Ce projet, porté personnellement par le chef d’État américain, Donald Trump vise à créer un organe international dédié à la résolution des conflits à l’échelle mondiale.
Un projet initialement centré sur Gaza, désormais élargi selon Trump
À l’origine, ce Conseil avait été imaginé pour superviser la reconstruction de Gaza. Mais la charte fondatrice prévoit finalement un mandat bien plus large, dépassant largement la seule question du territoire palestinien pour embrasser des missions globales de médiation et de stabilisation internationale.
Plus d’une dizaine de pays ont d’ores et déjà répondu favorablement à l’initiative américaine.
Une adhésion majoritairement issue de l’hémisphère Sud
Parmi les premiers États à avoir accepté de rejoindre cette nouvelle structure figure le Maroc. Globalement, les soutiens proviennent majoritairement de l’hémisphère Sud.
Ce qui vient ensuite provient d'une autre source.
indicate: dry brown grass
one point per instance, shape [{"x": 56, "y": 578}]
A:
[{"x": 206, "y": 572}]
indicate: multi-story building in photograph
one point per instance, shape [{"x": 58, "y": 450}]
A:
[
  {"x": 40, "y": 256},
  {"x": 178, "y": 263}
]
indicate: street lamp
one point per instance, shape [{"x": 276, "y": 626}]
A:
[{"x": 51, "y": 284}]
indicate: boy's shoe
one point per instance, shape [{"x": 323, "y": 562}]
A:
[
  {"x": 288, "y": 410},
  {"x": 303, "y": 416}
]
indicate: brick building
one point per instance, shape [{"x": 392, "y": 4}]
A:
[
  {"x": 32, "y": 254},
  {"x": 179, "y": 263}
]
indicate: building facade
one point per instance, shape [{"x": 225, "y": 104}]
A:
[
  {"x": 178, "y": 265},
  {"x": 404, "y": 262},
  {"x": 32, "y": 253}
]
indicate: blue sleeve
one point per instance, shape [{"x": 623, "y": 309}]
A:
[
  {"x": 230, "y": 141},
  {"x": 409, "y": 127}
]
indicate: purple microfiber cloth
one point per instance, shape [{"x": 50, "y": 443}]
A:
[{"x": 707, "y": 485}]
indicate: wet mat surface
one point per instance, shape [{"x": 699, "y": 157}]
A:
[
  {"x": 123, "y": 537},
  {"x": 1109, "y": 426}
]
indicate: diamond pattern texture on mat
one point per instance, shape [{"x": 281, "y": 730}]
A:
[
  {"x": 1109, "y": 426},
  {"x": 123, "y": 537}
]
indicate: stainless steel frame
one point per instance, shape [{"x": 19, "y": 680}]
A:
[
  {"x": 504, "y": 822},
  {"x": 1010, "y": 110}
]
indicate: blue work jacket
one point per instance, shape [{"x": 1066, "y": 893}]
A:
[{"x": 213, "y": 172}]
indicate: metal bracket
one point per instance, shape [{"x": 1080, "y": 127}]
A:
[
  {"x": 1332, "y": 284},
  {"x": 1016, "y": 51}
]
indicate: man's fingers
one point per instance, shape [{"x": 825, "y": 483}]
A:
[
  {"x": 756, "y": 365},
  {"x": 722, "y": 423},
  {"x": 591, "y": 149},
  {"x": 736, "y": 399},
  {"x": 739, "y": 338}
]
Mercredi 21 janvier 2026, l’Arabie saoudite et sept autres pays musulmans ont annoncé conjointement leur adhésion, saluant les « efforts en faveur de la paix » du président américain. Le Qatar, l’Égypte, la Jordanie, les Émirats arabes unis, mais aussi la Turquie, l’Indonésie et le Pakistan intégreront ainsi ce Conseil.
Dans la soirée, le Koweït a également confirmé sa participation, tout comme le Premier ministre israélien Benjamin Netanyahu et le Bahreïn.